What did @cowboinary actually say?
This video is mostly vibes, not claims, and that's worth acknowledging upfront. The creator, who goes by Annie at the start and Louie by the end, documents voice changes at five minutes, one month, two months, six months, eleven months, and one year on testosterone. The structure is simple: say their name, say how long they've been on T, and let the voice speak for itself. There are no dosage claims, no medical advice, no product pitches. The transcript is largely scat singing and playful sound-making, which is the whole point. The voice at one year sounds noticeably deeper than at five minutes. That's the claim, and it's made through sound rather than words.
It's a personal experience video, not a medical tutorial. Fact-checking it requires separating what the science says about testosterone-induced voice change from what this creator actually claimed, which is almost nothing beyond "this happened to me."
Does the science back this up?
Yes, broadly. Voice deepening is one of the most well-documented and permanent effects of testosterone therapy in transgender men and non-binary people assigned female at birth. The evidence here is solid, and the timeline shown in this video is consistent with published research.
A 2016 study by Azul et al. in the Journal of Speech, Language, and Hearing Research found that fundamental frequency, the acoustic measure of perceived pitch, drops significantly within the first few months of testosterone therapy and continues declining over the first year. Another study by Cosyns et al. (2014, Journal of Voice) found that most pitch change occurs within the first six months, with continued refinement through year one and sometimes beyond. The voice changes documented in this video, from a higher-pitched voice at five minutes on T to a noticeably lower register at one year, align with what researchers have measured in clinical settings.
One caveat: individual variation is real and significant. Not everyone experiences the same degree of change, and factors like genetics, the form and dose of testosterone, and baseline vocal anatomy all play a role. This video shows one person's experience, which may not reflect everyone's.
What did they get wrong (or right)?
They didn't really get anything wrong, because they didn't make any clinical claims. That's actually the most defensible position a creator can take. They showed their own experience without telling viewers what to expect from their own body, without recommending a dose, and without making promises about outcomes. Credit where it's due: this is responsible personal storytelling.
The one thing worth flagging is context that's absent, not present. Viewers with 661,000 views watching this video may come away thinking voice change is linear, predictable, and guaranteed. It isn't. Research by Nygren et al. (2016, Logopedics Phoniatrics Vocology) notes that voice breaks, inconsistency, and periods of stalling are common during testosterone-induced voice change. The video doesn't show those rougher moments, probably because it's a highlight reel, not a clinical diary. That's fine for TikTok, but worth knowing if you're starting T and expecting a smooth arc.
What should you actually know?
Testosterone-induced voice change is real, permanent, and backed by consistent evidence.

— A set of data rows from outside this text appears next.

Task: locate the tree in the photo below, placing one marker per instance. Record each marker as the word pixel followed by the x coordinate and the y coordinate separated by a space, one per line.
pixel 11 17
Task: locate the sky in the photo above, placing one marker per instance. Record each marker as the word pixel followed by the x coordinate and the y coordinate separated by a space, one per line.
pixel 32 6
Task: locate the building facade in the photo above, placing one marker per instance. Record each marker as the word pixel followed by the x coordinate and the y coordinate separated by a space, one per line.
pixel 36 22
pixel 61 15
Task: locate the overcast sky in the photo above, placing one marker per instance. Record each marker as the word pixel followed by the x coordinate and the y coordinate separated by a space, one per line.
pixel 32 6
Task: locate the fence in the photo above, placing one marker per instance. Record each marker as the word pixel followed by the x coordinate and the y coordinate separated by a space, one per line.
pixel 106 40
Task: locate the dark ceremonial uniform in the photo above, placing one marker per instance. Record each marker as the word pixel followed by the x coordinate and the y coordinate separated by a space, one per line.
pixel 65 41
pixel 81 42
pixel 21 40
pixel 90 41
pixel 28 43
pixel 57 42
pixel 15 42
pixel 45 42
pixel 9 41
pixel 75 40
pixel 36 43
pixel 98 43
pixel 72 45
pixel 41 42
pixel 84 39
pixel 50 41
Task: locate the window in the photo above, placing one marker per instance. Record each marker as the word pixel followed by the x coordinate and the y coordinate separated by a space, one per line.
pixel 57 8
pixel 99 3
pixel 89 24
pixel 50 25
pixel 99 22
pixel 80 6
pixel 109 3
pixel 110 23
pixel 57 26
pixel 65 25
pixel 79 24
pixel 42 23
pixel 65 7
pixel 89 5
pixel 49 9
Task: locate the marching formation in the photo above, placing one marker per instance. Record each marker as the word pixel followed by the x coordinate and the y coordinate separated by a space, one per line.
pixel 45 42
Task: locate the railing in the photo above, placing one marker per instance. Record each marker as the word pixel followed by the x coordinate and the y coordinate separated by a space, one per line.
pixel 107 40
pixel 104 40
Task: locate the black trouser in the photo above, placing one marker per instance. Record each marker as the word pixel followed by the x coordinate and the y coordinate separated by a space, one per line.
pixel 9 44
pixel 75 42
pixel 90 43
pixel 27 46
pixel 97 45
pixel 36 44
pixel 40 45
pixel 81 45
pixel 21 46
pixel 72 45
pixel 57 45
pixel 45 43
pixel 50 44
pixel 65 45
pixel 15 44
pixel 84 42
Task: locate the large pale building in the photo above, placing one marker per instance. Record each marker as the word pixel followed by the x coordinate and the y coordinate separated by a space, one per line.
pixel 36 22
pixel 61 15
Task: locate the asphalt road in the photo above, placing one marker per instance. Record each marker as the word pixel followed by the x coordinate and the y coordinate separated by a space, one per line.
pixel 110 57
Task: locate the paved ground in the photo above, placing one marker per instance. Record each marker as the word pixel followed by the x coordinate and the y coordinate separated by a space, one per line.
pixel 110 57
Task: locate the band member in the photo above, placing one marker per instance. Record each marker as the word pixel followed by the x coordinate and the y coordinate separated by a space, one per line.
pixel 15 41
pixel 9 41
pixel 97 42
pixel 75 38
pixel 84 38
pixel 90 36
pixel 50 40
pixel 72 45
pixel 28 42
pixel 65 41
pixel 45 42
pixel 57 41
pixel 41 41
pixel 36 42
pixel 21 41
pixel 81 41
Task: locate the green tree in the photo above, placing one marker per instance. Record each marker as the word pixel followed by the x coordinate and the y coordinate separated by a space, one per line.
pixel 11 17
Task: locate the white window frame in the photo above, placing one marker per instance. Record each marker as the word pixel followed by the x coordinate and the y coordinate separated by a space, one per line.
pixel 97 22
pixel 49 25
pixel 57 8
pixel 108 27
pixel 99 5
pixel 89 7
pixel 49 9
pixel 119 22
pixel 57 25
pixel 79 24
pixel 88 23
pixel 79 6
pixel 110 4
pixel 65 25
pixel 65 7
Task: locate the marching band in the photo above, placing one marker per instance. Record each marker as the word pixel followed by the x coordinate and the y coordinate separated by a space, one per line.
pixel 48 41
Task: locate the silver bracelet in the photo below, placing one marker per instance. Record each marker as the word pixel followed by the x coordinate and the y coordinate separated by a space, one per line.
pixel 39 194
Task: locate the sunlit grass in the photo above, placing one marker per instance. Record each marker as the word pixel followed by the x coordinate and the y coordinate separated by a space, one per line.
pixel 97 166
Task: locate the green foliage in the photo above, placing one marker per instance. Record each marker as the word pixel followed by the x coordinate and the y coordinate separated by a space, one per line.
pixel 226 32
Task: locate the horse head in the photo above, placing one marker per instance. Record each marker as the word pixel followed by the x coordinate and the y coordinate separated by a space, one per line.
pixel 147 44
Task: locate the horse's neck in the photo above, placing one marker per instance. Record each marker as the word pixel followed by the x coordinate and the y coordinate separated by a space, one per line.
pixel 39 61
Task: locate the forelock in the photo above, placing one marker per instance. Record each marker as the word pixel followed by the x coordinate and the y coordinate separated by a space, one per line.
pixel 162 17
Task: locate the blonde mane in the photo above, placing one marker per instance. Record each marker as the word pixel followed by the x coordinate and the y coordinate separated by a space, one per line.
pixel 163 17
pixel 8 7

But the details matter more than the headline. Here's what the research actually tells us.
- Voice change typically begins within weeks to months of starting testosterone, but the timeline varies significantly between individuals (Azul et al., 2016).
- Fundamental frequency can drop by 50 to 100 Hz or more over the first year, but this is not guaranteed and depends on multiple factors including genetics and testosterone levels (Cosyns et al., 2014).
- Unlike many other testosterone effects, voice deepening is considered irreversible. Stopping testosterone does not restore the original pitch.
- Some people experience voice fatigue, cracking, or inconsistency during the transition period, which is normal but not shown in most social media content.
- Working with a speech-language pathologist during or after voice change can help with resonance, projection, and overall vocal comfort, even if pitch has already shifted.
- The form of testosterone delivery, whether injections, gels, or patches, may affect the rate of voice change due to differences in hormone level stability, though direct comparative research on this specific outcome is limited.
Is this video worth watching?
For what it is, yes. It's an honest, low-stakes personal document that shows real-world voice change over twelve months without overselling the outcome or giving medical advice. The science supports the general phenomenon on display. Just don't treat one person's highlight reel as a clinical prediction for your own experience. Bodies vary. Timelines vary. A telehealth provider who specializes in gender-affirming care can give you a far more individualized picture than any TikTok, including this one.